© JUNGE FREIHEIT Verlag GmbH & Co.  www.jungefreiheit.de  28/12 06. Juli 2012

Urteil zur Beschneidung
Kampf um die Vorhaut
Birgit Kelle

Seit das Kölner Landgericht die Beschneidung von Jungen als rechtswidrig eingestuft hat, tobt bis ins deutsche Feuilleton ein Kampf um die männliche Vorhaut.

Doch was hier als angeblich kriminelle Handlung der Eltern an ihren eigenen Kindern bewertet wird, ist weltweit etabliert. In Amerika werden nahezu 50 Prozent aller Jungs beschnitten, in manchen afrikanischen und asiatischen Ländern sogar bis zu 80 Prozent. Es ist ein wesentlicher Bestandteil der muslimischen und jüdischen Tradition. Selbst die Weltgesundheitsorganisation WHO finanziert im Rahmen der Aids-Prävention Programme, die die Beschneidung von Jungen fördern soll, weil dadurch das Infektionsrisiko sinkt.
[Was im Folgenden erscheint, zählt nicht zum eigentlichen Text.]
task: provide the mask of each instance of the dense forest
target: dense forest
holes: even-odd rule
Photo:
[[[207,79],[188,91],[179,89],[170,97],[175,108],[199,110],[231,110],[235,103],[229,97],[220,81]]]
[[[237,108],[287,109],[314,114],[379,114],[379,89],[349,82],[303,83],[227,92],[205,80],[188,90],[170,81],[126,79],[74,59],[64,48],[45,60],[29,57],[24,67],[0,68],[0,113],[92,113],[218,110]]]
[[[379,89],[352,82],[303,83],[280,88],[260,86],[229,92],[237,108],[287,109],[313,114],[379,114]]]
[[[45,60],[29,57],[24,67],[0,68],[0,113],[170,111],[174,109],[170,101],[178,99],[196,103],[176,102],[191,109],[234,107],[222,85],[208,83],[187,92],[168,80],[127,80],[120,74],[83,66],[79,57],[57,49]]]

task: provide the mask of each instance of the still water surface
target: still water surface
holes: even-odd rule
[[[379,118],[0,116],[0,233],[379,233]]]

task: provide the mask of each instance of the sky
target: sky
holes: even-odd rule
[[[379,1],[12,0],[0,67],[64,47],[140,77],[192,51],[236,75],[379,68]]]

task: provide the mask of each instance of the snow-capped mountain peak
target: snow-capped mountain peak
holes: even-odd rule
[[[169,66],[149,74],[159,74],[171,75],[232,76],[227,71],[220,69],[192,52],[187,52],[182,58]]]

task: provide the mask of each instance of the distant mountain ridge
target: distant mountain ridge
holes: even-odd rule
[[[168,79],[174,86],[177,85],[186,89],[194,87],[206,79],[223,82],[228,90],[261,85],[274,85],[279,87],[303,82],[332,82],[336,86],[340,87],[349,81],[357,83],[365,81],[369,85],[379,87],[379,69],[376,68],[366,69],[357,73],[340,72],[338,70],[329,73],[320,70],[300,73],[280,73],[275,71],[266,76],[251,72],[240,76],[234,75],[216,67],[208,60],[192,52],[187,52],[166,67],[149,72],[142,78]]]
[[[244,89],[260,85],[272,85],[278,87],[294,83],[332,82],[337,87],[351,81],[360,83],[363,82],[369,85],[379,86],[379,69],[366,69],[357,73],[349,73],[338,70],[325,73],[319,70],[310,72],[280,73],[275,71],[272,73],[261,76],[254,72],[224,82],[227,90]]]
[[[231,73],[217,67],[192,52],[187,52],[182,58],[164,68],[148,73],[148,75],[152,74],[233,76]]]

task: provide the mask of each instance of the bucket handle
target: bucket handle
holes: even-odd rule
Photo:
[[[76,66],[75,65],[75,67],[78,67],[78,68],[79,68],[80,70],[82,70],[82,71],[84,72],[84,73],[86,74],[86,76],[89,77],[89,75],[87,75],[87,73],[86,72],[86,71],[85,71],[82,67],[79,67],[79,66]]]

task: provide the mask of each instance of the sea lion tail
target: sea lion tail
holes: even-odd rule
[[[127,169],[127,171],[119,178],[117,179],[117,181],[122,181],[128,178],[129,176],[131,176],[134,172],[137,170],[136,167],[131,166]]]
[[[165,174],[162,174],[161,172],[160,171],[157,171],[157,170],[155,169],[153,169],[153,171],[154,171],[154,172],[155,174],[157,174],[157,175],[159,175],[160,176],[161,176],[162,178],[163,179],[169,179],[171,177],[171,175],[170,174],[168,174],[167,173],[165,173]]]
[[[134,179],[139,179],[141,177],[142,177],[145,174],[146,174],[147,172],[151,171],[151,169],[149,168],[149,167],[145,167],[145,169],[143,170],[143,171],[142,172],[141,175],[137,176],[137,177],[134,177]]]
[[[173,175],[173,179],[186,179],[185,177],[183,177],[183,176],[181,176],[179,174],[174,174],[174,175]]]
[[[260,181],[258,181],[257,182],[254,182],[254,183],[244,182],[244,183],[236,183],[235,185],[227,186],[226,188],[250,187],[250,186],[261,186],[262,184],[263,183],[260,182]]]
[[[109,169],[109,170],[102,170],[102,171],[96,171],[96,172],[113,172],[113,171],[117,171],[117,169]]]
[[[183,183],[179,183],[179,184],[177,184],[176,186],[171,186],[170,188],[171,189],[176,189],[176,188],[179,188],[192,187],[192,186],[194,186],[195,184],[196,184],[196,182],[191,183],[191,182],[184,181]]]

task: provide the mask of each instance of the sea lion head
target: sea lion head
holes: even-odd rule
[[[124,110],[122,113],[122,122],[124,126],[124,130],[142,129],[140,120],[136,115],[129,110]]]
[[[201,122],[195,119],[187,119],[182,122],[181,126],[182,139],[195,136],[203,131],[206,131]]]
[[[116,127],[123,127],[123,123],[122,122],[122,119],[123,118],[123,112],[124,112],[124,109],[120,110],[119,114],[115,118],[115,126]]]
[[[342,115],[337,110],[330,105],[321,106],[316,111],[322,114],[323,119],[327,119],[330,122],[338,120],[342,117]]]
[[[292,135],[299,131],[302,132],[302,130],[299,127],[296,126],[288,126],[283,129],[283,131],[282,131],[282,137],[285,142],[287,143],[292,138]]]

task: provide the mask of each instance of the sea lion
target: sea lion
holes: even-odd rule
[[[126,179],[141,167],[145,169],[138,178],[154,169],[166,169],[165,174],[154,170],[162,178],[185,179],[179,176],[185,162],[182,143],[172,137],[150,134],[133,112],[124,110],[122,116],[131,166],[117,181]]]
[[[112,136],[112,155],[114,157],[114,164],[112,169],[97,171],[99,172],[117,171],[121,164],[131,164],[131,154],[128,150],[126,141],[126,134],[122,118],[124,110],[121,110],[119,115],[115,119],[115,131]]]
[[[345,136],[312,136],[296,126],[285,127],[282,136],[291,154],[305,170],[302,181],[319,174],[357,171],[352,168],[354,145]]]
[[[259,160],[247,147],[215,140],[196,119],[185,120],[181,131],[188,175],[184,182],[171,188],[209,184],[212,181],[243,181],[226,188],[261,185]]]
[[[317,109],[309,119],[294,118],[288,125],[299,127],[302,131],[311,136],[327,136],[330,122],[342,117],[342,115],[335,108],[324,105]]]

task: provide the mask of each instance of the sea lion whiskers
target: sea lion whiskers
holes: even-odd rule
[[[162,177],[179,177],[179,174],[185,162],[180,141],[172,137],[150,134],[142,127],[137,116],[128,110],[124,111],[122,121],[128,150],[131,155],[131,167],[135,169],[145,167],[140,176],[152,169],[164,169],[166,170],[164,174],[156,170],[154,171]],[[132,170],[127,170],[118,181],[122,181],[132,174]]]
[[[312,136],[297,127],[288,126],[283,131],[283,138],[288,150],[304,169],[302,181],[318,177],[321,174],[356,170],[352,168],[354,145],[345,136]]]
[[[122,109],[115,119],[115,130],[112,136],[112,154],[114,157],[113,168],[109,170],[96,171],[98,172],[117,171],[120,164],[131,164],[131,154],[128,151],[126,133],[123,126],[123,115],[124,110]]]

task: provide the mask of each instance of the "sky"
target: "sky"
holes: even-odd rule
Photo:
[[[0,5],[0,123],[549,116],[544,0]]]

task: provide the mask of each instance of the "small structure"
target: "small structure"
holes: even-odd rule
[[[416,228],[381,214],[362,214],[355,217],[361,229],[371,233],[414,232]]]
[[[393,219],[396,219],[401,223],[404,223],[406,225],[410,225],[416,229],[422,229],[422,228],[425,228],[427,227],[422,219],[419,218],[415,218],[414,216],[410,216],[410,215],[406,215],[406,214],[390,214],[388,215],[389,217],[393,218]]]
Das soll jetzt in Deutschland fortan kriminell sein? Wer das ernsthaft durchsetzen will, sollte sich auch mit den Konsequenzen auseinandersetzen: Erstmals wieder wäre es in Deutschland Juden verboten, ihren Glauben mit allen Facetten offen zu leben. Was für ein Signal. Kinderärzte wären demnächst verpflichtet, jüdische und muslimische Eltern nach der nächsten U-Untersuchung wegen Körperverletzung anzuzeigen.

Und nein, die Beschneidung von Jungen ist auch nicht gleichzusetzen mit der weltweit zu Recht geächteten Beschneidung von Mädchen. Diese wird in einem grausamen und schmerzvollen Ritual vorgenommen mit dem einzigen Ziel, Mädchen und Frauen für den Rest ihres Lebens einer befriedigenden oder gar lustvollen Sexualität zu berauben. Es ist ein Akt der Unterdrückung.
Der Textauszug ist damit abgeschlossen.